Msg#: 3252492 posted 5:45 pm on Feb 14, 2007 (gmt 0)
Robots.txt takes effect as soon as you upload it. Every time googlebot visits your site the first thing it does is. Googlebot then looks to see if you have specific user agent instructions for it. If you list specific instructions for the user agent googlebot, googlebot will ignore the generic instructions and only follow the specific instructions.
Your current robots.txt has several problems with it. Disallow: /topic should be Disallow: /topic/ (notice the trailing slash). This is why googlebot is indexing www.example.com/topic/heating.
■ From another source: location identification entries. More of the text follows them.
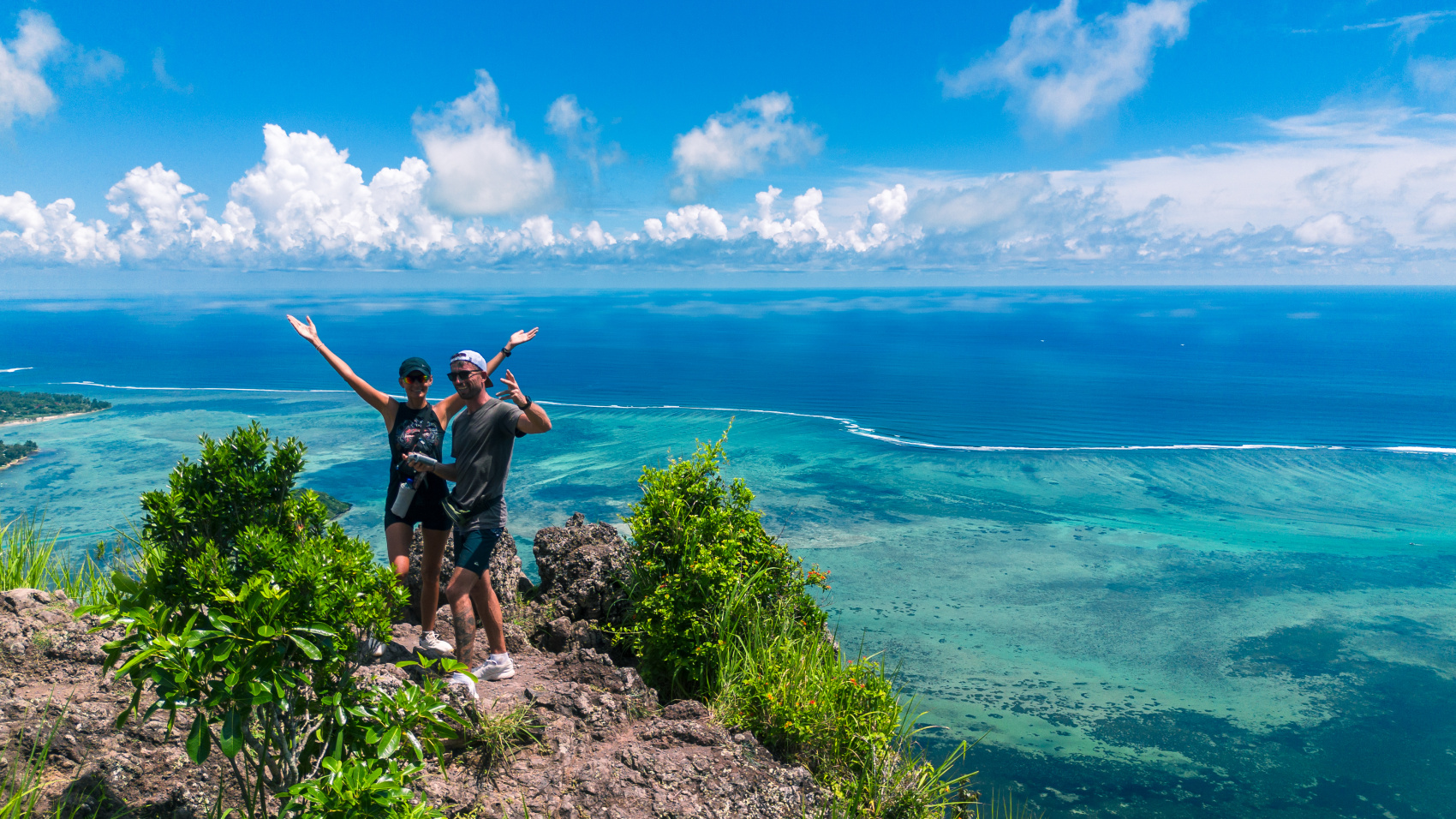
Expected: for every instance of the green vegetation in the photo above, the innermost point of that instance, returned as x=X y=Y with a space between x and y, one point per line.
x=719 y=611
x=332 y=506
x=22 y=405
x=12 y=452
x=28 y=560
x=245 y=615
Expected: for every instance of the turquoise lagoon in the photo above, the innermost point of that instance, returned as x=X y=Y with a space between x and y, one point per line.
x=1152 y=583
I assume you do not want googlebot to crawl your /admin/ folder so you should place a copy of the generic instructions under the googlebot line.
To block pages based on url wildcards (aka pattern matching) add this line: Disallow: /*blog?* (this will block all URLs that contain "blog?". For more information about Google's robots.txt [google.com]
Also when in doubt you can test your robots.txt with googlebots validator. It is located within Google Sitemaps [google.com]
Msg#: 3252492 posted 6:02 pm on Feb 14, 2007 (gmt 0)
Blank lines are required after Disallow and before the next User-agent, and also at the end of the file.
While Google and some of the other major search engines will look for the most specific User-agent record that applies to them, many search engines will not. All that is required by the robots.txt Standard is that a robot accept the first record which matches (or partially matches) its user-agent name, or a User-agent record specifying "*" whichever comes first.